Our depth for and scope of knowledge now borders on self proclaimed greatness, pushing aside the old for the new and imagined.

Yet Time is no kind taskmaster, events and moments transpire together and against, leaving us lacking, wanting, needing.
We stand, simply staring, alone.
What has happened?
What was that?
What.
And just as quickly, rage fills in the gaps
We rile with fists raised.
We scream into the air.
Why?
How?
No!
We are helpless.
Nothing we can think,
nothing we can do,
nothing we can be or will be can change things,
fix things,
move things,
stop things.

The self importance, no longer remains important.
The money can’t change it.
The need of the money can’t change it.
The status can’t change it.
The success can’t change it.
The failings can’t change it.
The secrets can’t change it.
The new greater knowledge of self can’t change it.

The decisions were ours.
We had been taught otherwise yet we no longer cared for that simple early knowledge.
It was just that, too simple, and we were certainly no longer those simpletons–
we were important.

And yet this seemingly invisible, ever present, ever near gentleman has watched all of this unfold.
He was there in the early simple knowledge, happy to run and jump, frolic and play.
Nurturing and steadfast, always present.
Joyous alongside our gleefulness.
Brave in our fear.
Strong in our weakness.
Quiet and unassuming.

Yet as we grew in stature of both mind and body, we were no longer needful nor carefree
We were busy.
We were smart.
We knew far too much for the gentleman’s seemingly simplistic ways.
And yet he stood aside, allowing us to pass upon our very important way.
He watched us march off.
Some of us looked back, a bit wistful, a bit sorrowful, a bit hesitant.
Yet we went forward anyway.

Our gentleman friend was left to wait as if he had not choice. . .
and yet it was his choice to wait.
He chose to wait, to wait upon both you and I.
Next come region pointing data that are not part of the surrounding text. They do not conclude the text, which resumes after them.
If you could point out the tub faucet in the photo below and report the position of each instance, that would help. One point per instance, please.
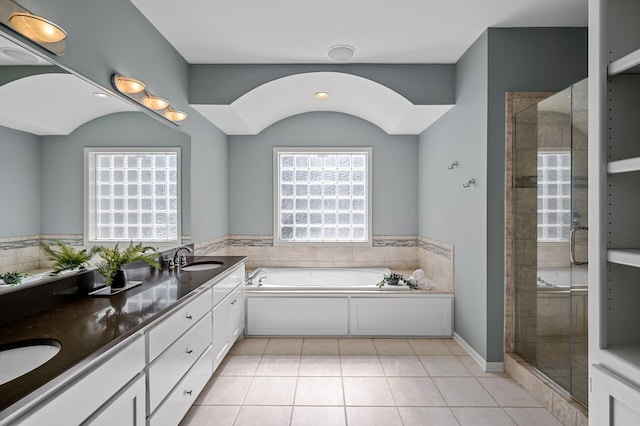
(181, 260)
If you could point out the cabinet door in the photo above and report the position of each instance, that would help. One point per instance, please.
(614, 400)
(125, 409)
(236, 315)
(220, 345)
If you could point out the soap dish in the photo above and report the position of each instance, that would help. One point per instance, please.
(108, 291)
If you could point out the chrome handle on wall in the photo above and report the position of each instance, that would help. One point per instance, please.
(572, 244)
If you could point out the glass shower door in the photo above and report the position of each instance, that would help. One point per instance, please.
(550, 238)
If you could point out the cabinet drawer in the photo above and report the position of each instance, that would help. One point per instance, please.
(227, 284)
(172, 327)
(169, 368)
(81, 399)
(184, 394)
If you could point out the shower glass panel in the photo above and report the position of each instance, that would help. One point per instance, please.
(550, 238)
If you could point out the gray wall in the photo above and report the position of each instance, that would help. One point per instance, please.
(395, 170)
(20, 188)
(503, 59)
(422, 84)
(450, 213)
(113, 36)
(62, 172)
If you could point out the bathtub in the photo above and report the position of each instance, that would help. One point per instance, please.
(341, 302)
(301, 279)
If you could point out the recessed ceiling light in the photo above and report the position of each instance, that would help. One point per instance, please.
(19, 55)
(341, 52)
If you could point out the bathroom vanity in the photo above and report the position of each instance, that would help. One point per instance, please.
(139, 357)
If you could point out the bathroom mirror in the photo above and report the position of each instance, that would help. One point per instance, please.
(47, 116)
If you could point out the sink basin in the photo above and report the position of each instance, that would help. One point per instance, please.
(201, 266)
(19, 358)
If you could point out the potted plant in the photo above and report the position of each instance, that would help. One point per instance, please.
(12, 278)
(66, 257)
(114, 259)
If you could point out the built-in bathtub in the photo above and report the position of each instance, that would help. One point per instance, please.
(320, 279)
(341, 302)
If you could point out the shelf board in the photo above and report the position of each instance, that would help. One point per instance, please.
(627, 63)
(624, 166)
(629, 257)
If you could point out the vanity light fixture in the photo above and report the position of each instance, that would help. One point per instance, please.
(127, 85)
(37, 29)
(134, 90)
(174, 115)
(154, 102)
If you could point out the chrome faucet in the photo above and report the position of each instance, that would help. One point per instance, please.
(181, 260)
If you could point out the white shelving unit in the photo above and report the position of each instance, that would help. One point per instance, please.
(614, 211)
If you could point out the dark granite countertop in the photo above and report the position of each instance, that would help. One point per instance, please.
(87, 326)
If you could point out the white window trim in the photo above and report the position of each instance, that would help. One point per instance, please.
(89, 193)
(276, 192)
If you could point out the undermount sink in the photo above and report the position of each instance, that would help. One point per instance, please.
(201, 266)
(19, 358)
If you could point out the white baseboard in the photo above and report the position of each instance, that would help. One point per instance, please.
(488, 367)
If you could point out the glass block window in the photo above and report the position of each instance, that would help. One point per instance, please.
(323, 195)
(554, 196)
(133, 195)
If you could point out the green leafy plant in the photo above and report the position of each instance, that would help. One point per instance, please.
(12, 278)
(114, 259)
(66, 257)
(395, 279)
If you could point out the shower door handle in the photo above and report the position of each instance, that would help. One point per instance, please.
(572, 244)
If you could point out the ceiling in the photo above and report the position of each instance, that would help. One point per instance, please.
(302, 31)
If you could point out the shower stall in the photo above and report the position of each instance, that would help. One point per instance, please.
(550, 238)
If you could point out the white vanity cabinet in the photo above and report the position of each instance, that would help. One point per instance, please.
(175, 345)
(228, 318)
(97, 395)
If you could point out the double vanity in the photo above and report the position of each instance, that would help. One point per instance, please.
(138, 357)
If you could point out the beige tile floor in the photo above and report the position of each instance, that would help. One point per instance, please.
(360, 382)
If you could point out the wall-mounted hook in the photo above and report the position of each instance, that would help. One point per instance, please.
(469, 183)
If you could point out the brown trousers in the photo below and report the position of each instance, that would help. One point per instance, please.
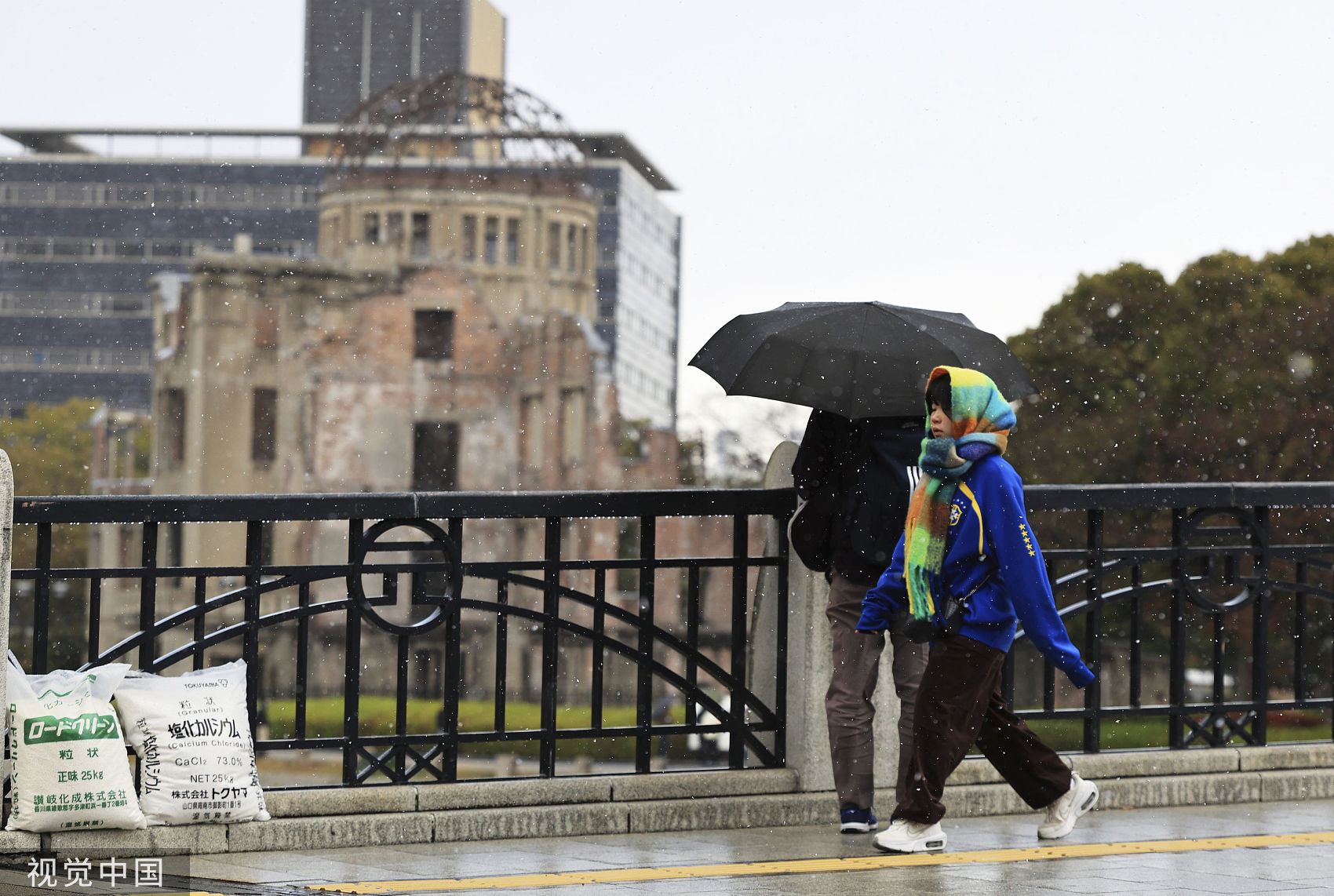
(958, 705)
(847, 703)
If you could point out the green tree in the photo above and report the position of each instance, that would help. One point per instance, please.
(49, 447)
(1210, 379)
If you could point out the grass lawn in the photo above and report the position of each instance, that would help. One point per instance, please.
(324, 719)
(1145, 734)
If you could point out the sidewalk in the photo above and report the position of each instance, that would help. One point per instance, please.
(1252, 848)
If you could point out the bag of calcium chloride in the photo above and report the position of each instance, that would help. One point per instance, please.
(71, 770)
(196, 759)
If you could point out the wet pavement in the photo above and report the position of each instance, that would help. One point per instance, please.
(1248, 848)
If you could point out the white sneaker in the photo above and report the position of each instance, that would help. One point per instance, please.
(910, 836)
(1066, 810)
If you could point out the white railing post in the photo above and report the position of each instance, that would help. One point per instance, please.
(5, 560)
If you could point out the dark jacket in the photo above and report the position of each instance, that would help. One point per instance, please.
(993, 559)
(871, 464)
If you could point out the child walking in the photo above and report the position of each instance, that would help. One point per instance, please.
(968, 537)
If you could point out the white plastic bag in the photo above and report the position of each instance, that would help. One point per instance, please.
(70, 764)
(196, 759)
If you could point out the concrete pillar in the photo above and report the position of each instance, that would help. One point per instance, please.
(5, 562)
(809, 661)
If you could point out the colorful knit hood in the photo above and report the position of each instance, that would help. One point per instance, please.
(982, 423)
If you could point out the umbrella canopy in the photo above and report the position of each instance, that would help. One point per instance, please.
(858, 359)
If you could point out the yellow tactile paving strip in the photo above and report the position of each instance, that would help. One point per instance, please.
(819, 865)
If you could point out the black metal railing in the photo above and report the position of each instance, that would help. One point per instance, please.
(436, 627)
(570, 603)
(1205, 607)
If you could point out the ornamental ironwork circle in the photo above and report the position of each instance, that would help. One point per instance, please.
(425, 589)
(1216, 559)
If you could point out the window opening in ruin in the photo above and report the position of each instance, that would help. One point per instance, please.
(434, 335)
(573, 425)
(470, 238)
(394, 230)
(493, 240)
(173, 425)
(530, 434)
(266, 326)
(263, 421)
(554, 246)
(421, 235)
(436, 457)
(330, 230)
(511, 242)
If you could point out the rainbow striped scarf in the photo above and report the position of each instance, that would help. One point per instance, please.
(982, 423)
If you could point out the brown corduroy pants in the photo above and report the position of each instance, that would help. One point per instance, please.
(847, 701)
(958, 705)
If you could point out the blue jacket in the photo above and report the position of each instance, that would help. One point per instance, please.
(991, 558)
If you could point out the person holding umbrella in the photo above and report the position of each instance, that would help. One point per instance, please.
(862, 366)
(968, 545)
(865, 470)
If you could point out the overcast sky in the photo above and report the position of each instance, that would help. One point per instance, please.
(968, 156)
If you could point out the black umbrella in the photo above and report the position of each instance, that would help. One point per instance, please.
(859, 359)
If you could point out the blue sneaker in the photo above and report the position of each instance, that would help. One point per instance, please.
(854, 820)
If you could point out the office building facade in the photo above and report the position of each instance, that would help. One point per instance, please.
(82, 234)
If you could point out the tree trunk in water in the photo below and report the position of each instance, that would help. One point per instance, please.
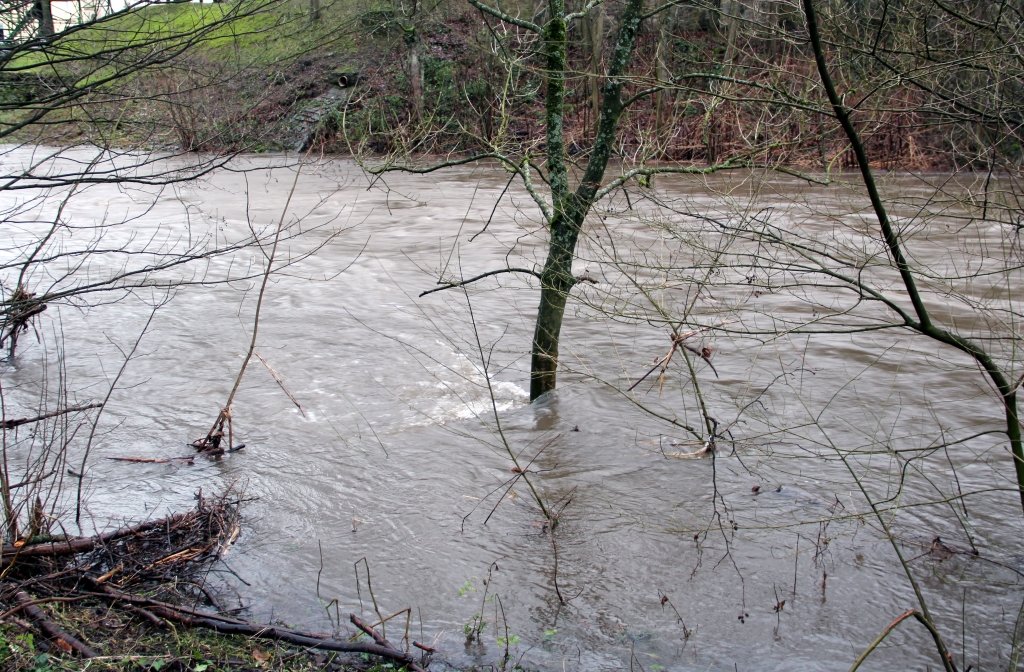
(415, 71)
(593, 31)
(45, 15)
(556, 282)
(569, 208)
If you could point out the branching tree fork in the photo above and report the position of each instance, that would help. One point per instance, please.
(565, 207)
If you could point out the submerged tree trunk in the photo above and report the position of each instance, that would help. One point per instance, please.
(569, 208)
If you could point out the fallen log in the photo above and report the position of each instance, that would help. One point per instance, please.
(64, 640)
(226, 625)
(84, 544)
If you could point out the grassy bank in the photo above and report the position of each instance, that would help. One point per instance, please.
(380, 79)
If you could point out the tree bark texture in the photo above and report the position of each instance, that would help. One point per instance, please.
(569, 208)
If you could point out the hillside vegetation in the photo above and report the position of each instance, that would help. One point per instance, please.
(391, 78)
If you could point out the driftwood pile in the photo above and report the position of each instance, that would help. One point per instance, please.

He busied himself with other matters.
He waited with patience and even, dare it be said, love.
Ever knowledgeable in that first simple knowledge, he waited.

He saw the choices, the mistakes, the miscues, the purposeful destruction.
He saw the self righteous new knowledge and the indignation of
pride
lust
greed
hypocrisy
and the notion of needing nothing other than ourselves.

But as a gentleman, he remains just that, a gentleman
One who is there when needed, stepping back when not.
Called upon, he drops everything.
The lone raised hand, the signal to go, he goes without a word.
Coming in and out of the circumstance of lives full of knowledge,
He comes and goes as gently as a downy feather on the tempestuous wind.

The mistake will be to continue the weaving dance with the ever present, invisible gentleman.
Summoning him in and out of our lives, all on the whims and needs of the
beating of hearts.
As a gentleman, he never balks or steps in before being asked.
He sees things that he could do,
could stop,
could fix,
could remedy–
but a gentleman never jumps in without being asked, requested, acknowledged as needed.

He waits off to the side, out of sight.
He waits until we realize that it really is as simple as it once was.
He waits with that knowledge of long ago.
The knowledge we grew too important to claim.

The knowledge didn’t change, we changed.
He didn’t leave.
We left.

And so it is, ever present, yet ever hidden, he continues to wait–
for both you and I.

His mouth is most sweet: yea, he is altogether lovely. This is my beloved, and this is my friend, O daughters of Jerusalem.